Writing Challenge: Peace
Peace
The idea of peace often feels like an allusive idea: a unicorn dancing about gauze-y clouds and laughing hysterically down at me as it poops out rainbow candies.

As a mom of a 12 and 14 year old, full-time teacher, and wife to a man with Early Onset Alzheimers, it often feels that I am being yanked and strained to just the point of destruction. I think of the ropes tethering our tent tarp that is now rarely used because it is just too much work to organize a camping trip. The sun has weathered and faded them. They’ve held firm against raucous wind and unyieldingly grounded us during monsoon-ish type rainstorms. They are not what anyone would consider beautiful but they continue to be, despite age and use, practical and effective. And yet even those ropes have moments of peace (many moments now): quietly lying about in our shed, becoming friends with spiders and dust hippos.
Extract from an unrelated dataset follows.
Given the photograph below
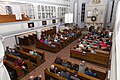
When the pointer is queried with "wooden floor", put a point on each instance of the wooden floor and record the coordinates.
(50, 57)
As I prop my Covid-enlargened butt (okay, I won’t blame the COvid, I will blame my eating habits during COvid) on the edge of my chair, a gentle pre-storm breeze filters past. The neighbour’s dog bark — more of a bray than a bark — and the garbage truck’s squeaky brakes — are the only things biting into the quiet morning. The room is lit by only the clouded gray seeping under half-closed blinds. My coffee is almost warm. This is peace.
Mind shift. Peace may be allusive but it does indeed exist. For me it will have to be in moments. Brief moments. And right now, in one of those brief moments, I will choose to accept that calm both inside and outside of me.